One proposal to help fix the system called for banning administrators who had lost a license previously due to egregious cases of abuse or death.

But state Rep. Matt Hudson, a Naples Republican, called the proposal “exceptionally onerous or harsh” on industry members. Another lawmaker on the panel, Hialeah Republican Sen. Rene Garcia, called the idea “way, way too onerous.”

“We are at the mercy of any staff member, whether we are in the building or not,” said Brian Robare, who owns the Villa at Carpenters ALF in Lakeland.

In the end, panel members agreed to table the discussion, and advocates for ALF residents said later they deferred a vote because they knew it would fail.

“I feel strongly that I have a duty to this group to look to the protection of individuals who are served in these licensed facilities,” said Martha Lenderman, a consultant on involuntary psychiatric commitment, discouraging members from tabling the vote.

The divide comes just a year after The Miami Herald exposed wretched conditions in ALFs — including dozens of deaths from abuse and neglect — prompting the shutdown of more than 13 facilities and the state’s harshest penalties against three dozen others.

Much of the meeting — the second of three since Scott resumed the task force from last year — was mired in disagreements between industry representatives and advocates over how much responsibility owners and administrators should bear for the safety of residents.

Charles Paulk of the Florida Life Care Residents’ Association, said administrators ultimately were responsible for conditions in their homes, whether they were on site or not.

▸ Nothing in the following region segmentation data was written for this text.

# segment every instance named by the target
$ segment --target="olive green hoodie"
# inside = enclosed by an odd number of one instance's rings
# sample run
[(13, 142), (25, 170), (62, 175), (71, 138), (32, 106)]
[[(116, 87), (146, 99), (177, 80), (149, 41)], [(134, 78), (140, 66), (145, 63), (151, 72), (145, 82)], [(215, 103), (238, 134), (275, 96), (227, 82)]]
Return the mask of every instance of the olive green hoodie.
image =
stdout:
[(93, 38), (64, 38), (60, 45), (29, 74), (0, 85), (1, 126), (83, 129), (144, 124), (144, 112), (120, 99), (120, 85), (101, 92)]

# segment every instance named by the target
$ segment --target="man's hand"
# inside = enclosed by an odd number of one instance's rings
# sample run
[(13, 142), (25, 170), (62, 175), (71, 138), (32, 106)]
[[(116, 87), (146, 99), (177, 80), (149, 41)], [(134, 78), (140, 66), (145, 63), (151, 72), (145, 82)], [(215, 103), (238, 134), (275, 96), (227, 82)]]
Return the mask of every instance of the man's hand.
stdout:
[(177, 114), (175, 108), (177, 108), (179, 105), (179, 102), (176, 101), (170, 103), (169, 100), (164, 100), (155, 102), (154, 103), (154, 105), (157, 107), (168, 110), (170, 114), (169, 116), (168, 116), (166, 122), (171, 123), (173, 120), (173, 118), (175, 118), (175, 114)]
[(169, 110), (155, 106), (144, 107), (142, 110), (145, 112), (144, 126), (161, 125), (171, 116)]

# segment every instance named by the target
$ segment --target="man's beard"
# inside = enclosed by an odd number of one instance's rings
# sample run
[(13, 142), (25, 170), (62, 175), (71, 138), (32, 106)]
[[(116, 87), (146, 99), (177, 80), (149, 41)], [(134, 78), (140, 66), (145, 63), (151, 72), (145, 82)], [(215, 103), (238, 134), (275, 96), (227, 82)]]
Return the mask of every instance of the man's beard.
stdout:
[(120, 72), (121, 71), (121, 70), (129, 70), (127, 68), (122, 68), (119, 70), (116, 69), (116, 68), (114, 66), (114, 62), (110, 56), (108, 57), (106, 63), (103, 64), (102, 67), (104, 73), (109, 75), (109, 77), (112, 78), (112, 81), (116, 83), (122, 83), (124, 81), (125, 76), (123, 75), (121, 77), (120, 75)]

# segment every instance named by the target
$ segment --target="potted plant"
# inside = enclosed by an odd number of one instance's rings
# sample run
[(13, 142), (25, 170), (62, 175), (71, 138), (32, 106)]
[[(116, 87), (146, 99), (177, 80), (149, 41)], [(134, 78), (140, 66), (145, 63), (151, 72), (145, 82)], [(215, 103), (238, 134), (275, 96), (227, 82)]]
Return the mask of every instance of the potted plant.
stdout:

“I found on my visits to these communities that administrators were often off-campus, and did not have a qualified person to replace them. An administrator should always be held responsible, and how he deals with an incident should modify the severity of what comes back to him as a result.”

Robare replied: “I never said administrators shouldn’t be held responsible. We’re responsible for everything that happens in our building. But there are some things, responsible or not, we cannot control.”

ALF owners — who outnumber consumer advocates 7-3 on the panel — said they were pained by the characterization that they put dollars over safety.

“Nobody here in the room wants bad providers in our profession,” said Steven P. Schrunk, who represents the Florida Health Care Association.

“We don’t want these characters, these repeat offenders, exploiting our elders or neglecting our elders or mistreating them in this profession, period.”

Still, a resident advocate with the Ombudsman Program in Broward, Laura Leite, said she often finds residents “positioned” in front of television sets doing nothing for hours when she visits facilities. “I consider this abuse,” she said.

The worst thing is that residents do not complain, Leite added. Fearful that administrators will discharge them onto the streets if they make waves, most residents refuse to discuss their concerns with ombudsmen, she said.

One of the few items approved by the group suggests creating an ALF “council” that will meet regularly to set policy.

Several items disliked by industry groups were either rejected or tabled, including a recommendation that new administrators be required to work with a “mentor” with a good record for two years before being given a license — a proposal the industry said would discourage people from entering the field; a recommendation that hospitals be held accountable when they discharge residents into homes where they aren’t safe, and a proposal that the group set ratios between staff and residents.

As they did last year, owners blamed many of their industry’s woes on social workers who oversee ALF residents with chronic mental illness.

During a heated discussion over qualifications for ALF administrators, the owner of a North Florida ALF, Michael Bay, reminded task force members that their suggestions were binding on no one — and changes to the industry could come only from lawmakers.